Published in final edited form as: Nat Cell Biol. 2022 Jan 13;24(1):24–34. doi: 10.1038/s41556-021-00821-8

Figure 4: BRD2 controls genes induced by interferon and SARS-CoV-2 infection.

Figure 4:

a, Differentially expressed genes (DEGs) from RNA sequencing of Calu-3 cells under different treatment conditions compared to control cells: 72-hour treatment with 10 μM JQ1 or 10 μM ABBV-744, BRD2 knockdown (KD), SARS-CoV-2 protein E overexpression (OE), COMP KD, ACE2 KD. Quasi-likelihood method glmQLFTest was implemented in edgeR. P values were adjusted for multiple comparisons using the Benjamini-Hochberg method. Heatmap showing log2-fold change (log2FC) relative to untreated controls for each condition (columns) for genes (rows) among top 50 DEGs (by P values) in at least one condition. ACE2 was not among these genes and is shown as a separate row. Insert, a cluster of genes down-regulated upon both BRD2 inhibition and BRD2 knockdown. Among these, genes associated with the GO term “Cellular Response to Type I interferon” are marked by black dots. b, Significantly enriched (FDR < 0.05) GO biological process terms for the genes shown in the inset in (a). c, Enrichment analysis for genes in the inset in (a) reveals COVID-19 related gene sets.

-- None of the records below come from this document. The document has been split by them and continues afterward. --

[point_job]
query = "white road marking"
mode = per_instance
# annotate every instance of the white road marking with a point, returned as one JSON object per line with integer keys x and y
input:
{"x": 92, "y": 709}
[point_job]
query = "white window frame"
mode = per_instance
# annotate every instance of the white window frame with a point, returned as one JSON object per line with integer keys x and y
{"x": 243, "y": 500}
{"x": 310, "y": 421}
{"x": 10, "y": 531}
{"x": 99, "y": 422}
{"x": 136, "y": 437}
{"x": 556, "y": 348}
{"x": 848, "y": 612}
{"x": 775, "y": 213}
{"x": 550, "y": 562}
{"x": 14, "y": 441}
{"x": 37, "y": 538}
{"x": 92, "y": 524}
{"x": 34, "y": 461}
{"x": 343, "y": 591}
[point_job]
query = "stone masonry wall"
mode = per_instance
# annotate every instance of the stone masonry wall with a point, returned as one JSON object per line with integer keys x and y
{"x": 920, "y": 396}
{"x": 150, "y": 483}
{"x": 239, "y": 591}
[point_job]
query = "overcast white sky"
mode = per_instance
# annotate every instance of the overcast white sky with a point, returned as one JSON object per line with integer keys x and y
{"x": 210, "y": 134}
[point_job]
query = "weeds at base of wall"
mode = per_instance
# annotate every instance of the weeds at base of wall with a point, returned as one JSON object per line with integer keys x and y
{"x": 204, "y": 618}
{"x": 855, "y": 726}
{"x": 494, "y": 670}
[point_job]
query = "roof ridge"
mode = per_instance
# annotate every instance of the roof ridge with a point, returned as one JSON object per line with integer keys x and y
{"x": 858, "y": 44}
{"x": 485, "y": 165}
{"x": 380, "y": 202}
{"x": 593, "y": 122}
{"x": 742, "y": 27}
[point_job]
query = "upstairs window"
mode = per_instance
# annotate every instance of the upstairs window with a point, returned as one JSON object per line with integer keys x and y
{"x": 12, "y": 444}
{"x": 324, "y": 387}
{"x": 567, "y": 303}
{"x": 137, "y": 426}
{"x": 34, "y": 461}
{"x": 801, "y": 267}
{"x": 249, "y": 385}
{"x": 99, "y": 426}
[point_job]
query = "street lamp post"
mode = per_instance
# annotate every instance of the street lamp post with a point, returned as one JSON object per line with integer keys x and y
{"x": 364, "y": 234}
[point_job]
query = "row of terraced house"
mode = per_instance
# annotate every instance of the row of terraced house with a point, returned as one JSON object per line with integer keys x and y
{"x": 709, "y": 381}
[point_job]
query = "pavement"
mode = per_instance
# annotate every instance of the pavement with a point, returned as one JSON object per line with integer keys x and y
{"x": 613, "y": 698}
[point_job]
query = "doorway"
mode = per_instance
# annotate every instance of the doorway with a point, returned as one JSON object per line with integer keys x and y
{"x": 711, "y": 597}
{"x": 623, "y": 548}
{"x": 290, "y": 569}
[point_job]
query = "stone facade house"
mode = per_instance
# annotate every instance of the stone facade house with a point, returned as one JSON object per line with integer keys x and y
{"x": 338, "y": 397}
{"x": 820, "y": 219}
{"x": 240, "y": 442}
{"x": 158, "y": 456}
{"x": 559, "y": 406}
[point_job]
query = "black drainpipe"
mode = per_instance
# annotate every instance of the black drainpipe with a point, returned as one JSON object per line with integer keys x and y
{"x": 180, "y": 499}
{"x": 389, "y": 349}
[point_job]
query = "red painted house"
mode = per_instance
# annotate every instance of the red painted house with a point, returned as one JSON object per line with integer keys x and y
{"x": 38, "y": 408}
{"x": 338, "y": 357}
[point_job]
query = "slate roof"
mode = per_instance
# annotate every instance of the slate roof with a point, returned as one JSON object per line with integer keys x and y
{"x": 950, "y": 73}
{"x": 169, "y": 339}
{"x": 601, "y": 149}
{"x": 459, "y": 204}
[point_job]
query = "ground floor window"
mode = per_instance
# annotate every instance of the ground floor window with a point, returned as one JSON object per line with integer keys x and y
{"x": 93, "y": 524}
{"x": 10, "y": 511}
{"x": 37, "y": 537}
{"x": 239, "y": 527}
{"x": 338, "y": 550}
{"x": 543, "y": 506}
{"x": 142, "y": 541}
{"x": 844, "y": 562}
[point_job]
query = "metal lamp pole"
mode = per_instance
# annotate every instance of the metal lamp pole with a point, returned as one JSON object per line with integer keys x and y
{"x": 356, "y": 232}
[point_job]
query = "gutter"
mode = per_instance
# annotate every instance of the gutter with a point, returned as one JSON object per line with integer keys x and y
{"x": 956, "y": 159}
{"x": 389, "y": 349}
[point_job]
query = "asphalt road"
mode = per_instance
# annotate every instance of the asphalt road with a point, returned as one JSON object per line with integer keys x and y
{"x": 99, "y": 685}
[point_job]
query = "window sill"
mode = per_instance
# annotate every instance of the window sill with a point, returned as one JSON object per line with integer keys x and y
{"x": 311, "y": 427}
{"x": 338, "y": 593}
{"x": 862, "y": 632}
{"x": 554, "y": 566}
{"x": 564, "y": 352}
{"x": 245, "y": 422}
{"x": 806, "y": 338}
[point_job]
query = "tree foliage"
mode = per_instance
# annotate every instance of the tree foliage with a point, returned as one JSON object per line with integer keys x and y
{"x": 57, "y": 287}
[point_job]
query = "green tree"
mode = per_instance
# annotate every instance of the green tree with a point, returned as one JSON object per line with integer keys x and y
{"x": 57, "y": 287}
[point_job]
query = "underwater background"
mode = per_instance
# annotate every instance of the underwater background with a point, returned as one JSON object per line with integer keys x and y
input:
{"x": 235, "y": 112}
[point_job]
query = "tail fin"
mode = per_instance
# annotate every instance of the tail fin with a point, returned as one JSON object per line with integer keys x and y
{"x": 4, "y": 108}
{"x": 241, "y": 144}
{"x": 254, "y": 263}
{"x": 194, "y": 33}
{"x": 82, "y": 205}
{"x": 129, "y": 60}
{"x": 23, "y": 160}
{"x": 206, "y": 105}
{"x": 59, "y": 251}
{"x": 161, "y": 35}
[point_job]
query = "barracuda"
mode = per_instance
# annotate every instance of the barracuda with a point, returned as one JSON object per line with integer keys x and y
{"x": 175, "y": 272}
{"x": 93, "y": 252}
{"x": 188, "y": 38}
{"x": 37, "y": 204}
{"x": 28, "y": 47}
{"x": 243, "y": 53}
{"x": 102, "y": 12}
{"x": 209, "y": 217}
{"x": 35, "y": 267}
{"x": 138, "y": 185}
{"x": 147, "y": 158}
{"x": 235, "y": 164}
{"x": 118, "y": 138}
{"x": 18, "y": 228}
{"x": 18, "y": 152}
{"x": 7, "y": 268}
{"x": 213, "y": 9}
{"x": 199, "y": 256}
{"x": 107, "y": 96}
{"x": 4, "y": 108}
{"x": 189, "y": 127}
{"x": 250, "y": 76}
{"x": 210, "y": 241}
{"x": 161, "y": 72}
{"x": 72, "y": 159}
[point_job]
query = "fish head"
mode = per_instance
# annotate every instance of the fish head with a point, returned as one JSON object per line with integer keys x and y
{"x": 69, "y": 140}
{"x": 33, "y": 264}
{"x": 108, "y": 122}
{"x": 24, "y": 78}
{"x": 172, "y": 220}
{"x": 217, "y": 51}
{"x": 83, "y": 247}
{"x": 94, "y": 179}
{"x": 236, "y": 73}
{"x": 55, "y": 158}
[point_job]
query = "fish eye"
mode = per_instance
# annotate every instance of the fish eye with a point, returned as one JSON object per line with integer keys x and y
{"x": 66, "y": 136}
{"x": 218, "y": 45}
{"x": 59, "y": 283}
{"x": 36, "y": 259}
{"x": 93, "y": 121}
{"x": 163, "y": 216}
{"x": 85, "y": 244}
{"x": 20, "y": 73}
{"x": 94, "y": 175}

Genes associated with a gene set are marked in blue. d, Calu-3 cells expressing sgRNAs knocking down genes essential for interferon signaling assayed for ACE2 gene expression relative to ACTB by qPCR. Average ACE2 mRNA level relative to non-targeting control (NTC) sgRNA and standard deviation of 3 biological replicates are shown for each condition. e, WT (dark grey) or BRD2 KD (light grey) Calu-3 cells were treated with interferon-beta (IFNβ), and transcript levels of ACE2 relative to ACTB were quantified at 72 hours post-treatment by qPCR. Average ACE2 levels relative to vehicle treated and standard deviation of 3 biological replicates are shown for each condition. f, Primary human bronchial epithelial cells (left) and human iPSC-derived cardiomyocytes (right) were treated with the indicated concentrations of interferon-beta (IFNβ), and transcript levels of ACE2 relative to ACTB (for Calu-3 and primary human bronchial epithelial cells) or 18S rRNA (cardiomyocytes) were quantified at 72 hours post-treatment by qPCR. Average ACE2 mRNA levels relative to WT and standard deviation of 3 biological replicates are shown for each condition.